Why Xerox shares could outperform Apple shares: Xerox is very undervalued at only about 6 times 2012 earnings. Xerox is responsible for many incredible inventions and technological advances through their subsidiary called "PARC" or "Palo Alto Research Center" and the market does not appear to be fully valuing the potential here. Many consider Xerox to just be about copy machines, but there is much more to this company.

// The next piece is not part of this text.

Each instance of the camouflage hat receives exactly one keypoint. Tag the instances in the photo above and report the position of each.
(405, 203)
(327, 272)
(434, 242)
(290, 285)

Energy XXI (EXXI) is trading around $26.30. Energy XXI is an independent oil and gas company, based in Bermuda. These shares have traded in a range between $19.62 to $37.20 in the last 52 weeks. The 50 day moving average is $29.92 and the 200 day moving average is $30.57. EXXI is estimated to earn about $2.58 per share in 2011 and $4.20 in 2012.
Why Energy XXI could outperform Apple shares: This company should see better results as waiting times and regulations for drilling permits in the Gulf of Mexico improve. This company could be a takeover target for a larger energy company.
The data is sourced from Yahoo Finance and Insidercow.com. The information and data is believed to be accurate, but no guarantees or representations are made. Rougemont is not a registered investment advisor and does not provide specific investment advice. The information contained herein is for informational purposes only.